Hikage straightened. “The smell,” he explained. He hated it even as he said it, the way his voice sounded, thin and weak. When he turned back, he found Iyuko was holding her sleeve to her mouth and nose and felt the shame ebb a little. “It’s disgusting.” He said. He kept his hand over his nose. “Why are you studying something like this?”
“This tree, something it injects into the dying keeps them alive. Something that I think I can isolate, maybe even reproduce. I’m talking about bringing the dead back to life.”
Something fluttered in Hikage’s chest. “Impossible,” he said.
“Now? Yes.” Iyuko jerked her chin at the tree and then opened the tablet again. “Later? who knows. Anyway, packs of bunjun are too dangerous to get close to, but one that’s been penned and, well, almost domesticated, it’s ideal.”
As she spoke she lowered herself until she squatted by the fence. She drew her knife, calmly split the skin of her palm and pressed the wound to the ground. The tree shook. The branch that had split her stone quivered and then the whole tree turned toward her with such violence that the wood shrieked. Hikage saw the dirt stained by the smashed fruit heave up, saw the unnatural undulations of the earth transport the wetted lump toward Iyuko.
“In Rikku and out on the steppe they hold bunjun trees to be magical.” Iyuko told him said as she gathered the earth up in a scrap of cloth and tied a knot.
“Are they?”
“No. Magic is elemental and linked to blood. I believe there’s something chemical about the bunjun’s restorative properties. Here, hold this, will you?” She held out the satchel of earth.

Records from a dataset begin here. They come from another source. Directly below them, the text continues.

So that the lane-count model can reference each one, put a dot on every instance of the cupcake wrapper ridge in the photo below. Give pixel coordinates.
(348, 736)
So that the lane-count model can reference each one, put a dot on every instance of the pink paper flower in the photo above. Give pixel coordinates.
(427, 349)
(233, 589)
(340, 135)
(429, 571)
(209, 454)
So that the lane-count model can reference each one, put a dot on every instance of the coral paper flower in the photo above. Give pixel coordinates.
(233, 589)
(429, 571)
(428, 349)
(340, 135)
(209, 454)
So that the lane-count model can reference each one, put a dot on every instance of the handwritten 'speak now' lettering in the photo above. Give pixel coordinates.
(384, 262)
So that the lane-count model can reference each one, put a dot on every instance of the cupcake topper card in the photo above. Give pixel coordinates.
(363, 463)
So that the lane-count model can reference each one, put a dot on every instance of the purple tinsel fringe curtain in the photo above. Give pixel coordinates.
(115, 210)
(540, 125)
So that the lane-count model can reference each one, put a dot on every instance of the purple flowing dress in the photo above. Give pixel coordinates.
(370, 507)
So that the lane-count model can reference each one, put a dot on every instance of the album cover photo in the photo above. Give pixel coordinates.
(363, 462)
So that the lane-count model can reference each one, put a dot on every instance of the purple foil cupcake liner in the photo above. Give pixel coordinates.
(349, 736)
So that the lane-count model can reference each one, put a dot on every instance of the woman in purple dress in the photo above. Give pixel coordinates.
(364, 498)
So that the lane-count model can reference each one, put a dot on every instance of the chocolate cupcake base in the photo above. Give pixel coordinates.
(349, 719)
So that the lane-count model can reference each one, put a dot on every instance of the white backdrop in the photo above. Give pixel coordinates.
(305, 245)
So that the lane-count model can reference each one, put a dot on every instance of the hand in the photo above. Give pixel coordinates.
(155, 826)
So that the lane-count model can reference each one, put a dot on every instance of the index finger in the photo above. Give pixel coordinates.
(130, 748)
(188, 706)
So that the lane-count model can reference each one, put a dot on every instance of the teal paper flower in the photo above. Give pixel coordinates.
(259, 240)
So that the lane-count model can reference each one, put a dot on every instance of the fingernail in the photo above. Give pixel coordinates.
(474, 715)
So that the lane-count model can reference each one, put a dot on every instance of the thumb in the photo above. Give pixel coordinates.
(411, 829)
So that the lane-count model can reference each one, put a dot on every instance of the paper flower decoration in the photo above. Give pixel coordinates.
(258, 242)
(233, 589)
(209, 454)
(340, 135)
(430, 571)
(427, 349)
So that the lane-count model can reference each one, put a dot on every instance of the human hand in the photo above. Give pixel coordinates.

Hikage took it by the knot and held it gingerly. The little satchel, no larger than an orange, reeked of the same rot as the tree and the undyed fabric was turning a rich, wet brown. Hikage squatted down and found a place for the earth in the satchel among Iyuko’s tablets and pens. Then he straightened and looked back at Iyuko, writing.
In the fading light, she seemed to be squinting at the tablet as she made marks on it. Her stylus cut little curls of wax that drifted around her like snow and tangled in the grass. With the butt end, she rubbed out a mistake and replaced it with another word, underlining it so hard that stylus grated on wood. She grimaced.
“You need another tablet.” Hikage said and held out his hand to take that one from her. “The wax is nearly gone on that one.”
“It’s fine,” she said. She looked up at the purpling sky and sighed. “I’m done, and anyway, the light’s no good for writing anymore.”
Hikage bent and picked up the satchel and then held out his hand. Iyuko folded her tablet and gave it to him and then smiled. “Used to waiting on women?”
“Used to waiting,” he said and followed Iyuko back to her horse.